Flow characteristics that are in the range of 1/10 to 50 times, and that the discharge speed at any heating time within 2 hours to 10 hours is at least 2 to 50 times the discharge speed after 15 minutes. The laminated body characterized by using the ethylene-vinyl alcohol type copolymer shown in FIG. 6. An ethylene-vinyl alcohol-based copolymer is obtained after 15 minutes in the relationship between the heating time and the discharge rate at the hot melt molding temperature of the ethylene-vinyl alcohol-based copolymer in a Koka type flow tester. The laminate according to claim 5, which exhibits flow characteristics that are 1/5 or more and 1 or less of the discharge speed at 0 minute discharge speed. 7. An ethylene-vinyl alcohol copolymer,
In the relationship between the heating time and the discharge rate at the heating and melt molding temperature of the ethylene-vinyl alcohol copolymer in the high-performance flow tester, the flow rate characteristic that the discharge rate within 2 hours to 10 hours increases within this time is shown. The laminated body according to claim 5, which is shown. 8. The hydrophobic thermoplastic resin is a homopolymer or a copolymer of polypropylene, polyethylene, ethylene-propylene copolymer, ethylene-vinyl acetate copolymer, thermoplastic polyester, polyamide, polystyrene, polyvinyl chloride, and polycarbonate.
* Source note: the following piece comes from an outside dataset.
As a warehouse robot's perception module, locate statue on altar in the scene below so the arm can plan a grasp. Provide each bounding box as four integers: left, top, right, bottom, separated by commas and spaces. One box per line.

The laminate according to claim 5, which is at least one kind of resin selected. 9. The method according to claim 5, wherein the thermoplastic resin modified with an ethylenically unsaturated carboxylic acid or the carboxylic acid anhydride is a modified olefin polymer with an ethylenically unsaturated carboxylic acid or the carboxylic acid anhydride. The laminate described. 10. The laminate according to claim 5, wherein the olefin polymer is selected from ethylene-vinyl acetate copolymer and ethylene-acrylic acid ethyl ester copolymer.